Far and away the best of the recent spate of WW11 movies from France this is also the only one to have played in England. It is inevitable that an Englishman living in a country that was never occupied and with no real first-hand knowledge of WW11 will look at this - or any film on the same subject - with different eyes from a French viewer, especially a French viewer whose memories encompass the years in question. For me, an Englishman, who loves craftsmanship, be it French, Italian, English or American, and has only contempt for the infamous essay in which Truffaut attacked the values personified by, among others, scriptwriter Jean Aurenche, who is a character in this film, and Tavernier, who made the film, a great deal of the pleasure was in Tavernier's defence of Aurenche and the 'well-made' school of filmmaking, but over and above that what we have is almost three hourse of superb storytelling and an evocation of a turbulent time. Denis Polyades (currently on French screens in a tasty remake of The Yellow Room Mystery (Le Mystere de la chambre jaune) is excellent as Aurenche although of course I never knew Aurenche other than via his great screenplays but Tavernier did know him and so presumably guided Polyades to a true portrait. French film buffs will be well versed in the period when 'Contintental' films was active under German control and will, theoretically, share my fascination in any light from whatever quarter that can be shed on it. I saw this movie initially in a small Paris Art House where it played after its initial release and, not unexpectedly in the Latin Quartier and just down the block from the Sorbonne, there were several students in the audience - for that matter out of, at a guess, 120-150 patrons about two thirds of them were under 50 and, by definition, could have no first-hand knowledge of wartime Paris - yet the film was greeted with respect and applause. I subsequently saw it in London, subtitled and with, presumably, a predominently English audience, and it was greeted much the same way.

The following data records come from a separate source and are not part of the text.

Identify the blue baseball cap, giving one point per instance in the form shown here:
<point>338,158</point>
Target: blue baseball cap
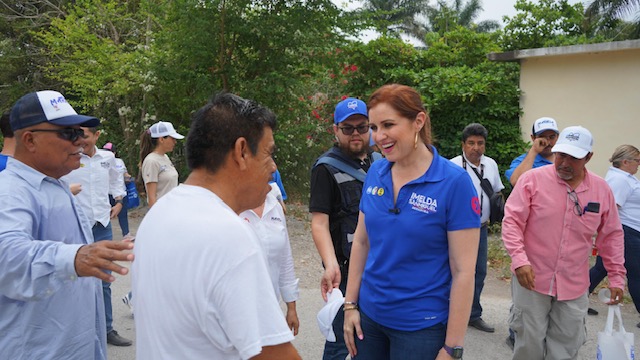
<point>47,106</point>
<point>348,107</point>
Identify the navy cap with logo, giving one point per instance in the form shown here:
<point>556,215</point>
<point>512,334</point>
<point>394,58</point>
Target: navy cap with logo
<point>47,106</point>
<point>348,107</point>
<point>543,124</point>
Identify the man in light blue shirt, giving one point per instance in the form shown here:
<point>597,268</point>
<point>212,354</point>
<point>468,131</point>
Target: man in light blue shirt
<point>51,303</point>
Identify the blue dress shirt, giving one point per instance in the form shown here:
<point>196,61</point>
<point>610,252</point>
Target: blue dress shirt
<point>46,310</point>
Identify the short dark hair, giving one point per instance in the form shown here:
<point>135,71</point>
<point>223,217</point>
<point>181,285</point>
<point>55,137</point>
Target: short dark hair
<point>216,126</point>
<point>5,125</point>
<point>474,129</point>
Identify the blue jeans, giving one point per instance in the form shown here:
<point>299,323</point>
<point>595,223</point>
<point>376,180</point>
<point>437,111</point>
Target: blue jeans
<point>123,216</point>
<point>481,274</point>
<point>383,343</point>
<point>631,263</point>
<point>104,233</point>
<point>597,273</point>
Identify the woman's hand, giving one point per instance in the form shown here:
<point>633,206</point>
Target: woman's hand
<point>351,330</point>
<point>292,317</point>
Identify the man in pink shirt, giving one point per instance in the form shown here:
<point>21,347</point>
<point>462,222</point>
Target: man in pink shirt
<point>551,218</point>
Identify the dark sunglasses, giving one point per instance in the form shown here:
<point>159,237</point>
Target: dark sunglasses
<point>348,130</point>
<point>69,134</point>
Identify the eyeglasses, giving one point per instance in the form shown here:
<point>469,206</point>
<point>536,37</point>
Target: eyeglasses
<point>577,208</point>
<point>348,130</point>
<point>69,134</point>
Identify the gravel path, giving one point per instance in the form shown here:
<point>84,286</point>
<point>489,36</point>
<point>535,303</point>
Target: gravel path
<point>496,299</point>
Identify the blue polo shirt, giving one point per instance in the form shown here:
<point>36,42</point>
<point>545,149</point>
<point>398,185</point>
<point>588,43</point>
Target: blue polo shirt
<point>3,162</point>
<point>537,162</point>
<point>407,278</point>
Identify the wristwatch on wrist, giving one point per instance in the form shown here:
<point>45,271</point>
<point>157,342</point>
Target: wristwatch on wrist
<point>455,352</point>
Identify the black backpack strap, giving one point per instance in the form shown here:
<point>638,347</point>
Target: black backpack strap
<point>484,183</point>
<point>359,174</point>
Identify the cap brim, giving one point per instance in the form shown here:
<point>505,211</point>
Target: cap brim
<point>176,136</point>
<point>543,130</point>
<point>338,121</point>
<point>574,151</point>
<point>73,120</point>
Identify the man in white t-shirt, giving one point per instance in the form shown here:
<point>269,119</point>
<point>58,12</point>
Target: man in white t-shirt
<point>474,139</point>
<point>202,285</point>
<point>98,178</point>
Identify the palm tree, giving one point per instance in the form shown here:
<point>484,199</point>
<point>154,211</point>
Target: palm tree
<point>444,16</point>
<point>610,14</point>
<point>395,16</point>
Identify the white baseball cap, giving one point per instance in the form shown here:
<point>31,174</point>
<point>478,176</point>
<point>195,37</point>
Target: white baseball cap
<point>543,124</point>
<point>575,141</point>
<point>162,129</point>
<point>328,313</point>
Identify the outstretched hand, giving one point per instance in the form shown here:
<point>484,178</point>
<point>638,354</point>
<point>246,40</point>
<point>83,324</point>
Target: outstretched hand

I accept that not everyone takes the view that I do, namely, that movies, like plays, novels, or any creative form, benefit from craftsmanship and professionalism, equally not everyone will despise the Truffauts of this world who thrive on iconaclism for its own sake - ironically, as I've remarked elsewhere, Truffaut eventually began to turn out exactly the same kind of well-crafted movie on which he had poured so much vitriol - but for like-minded film buffs there is so much to delight in when master craftsmen like Tavernier (and, to a lesser ambitious extent, Francis Werber, who is single-handedly filling the void left by Billy Wilder) unveil a new film.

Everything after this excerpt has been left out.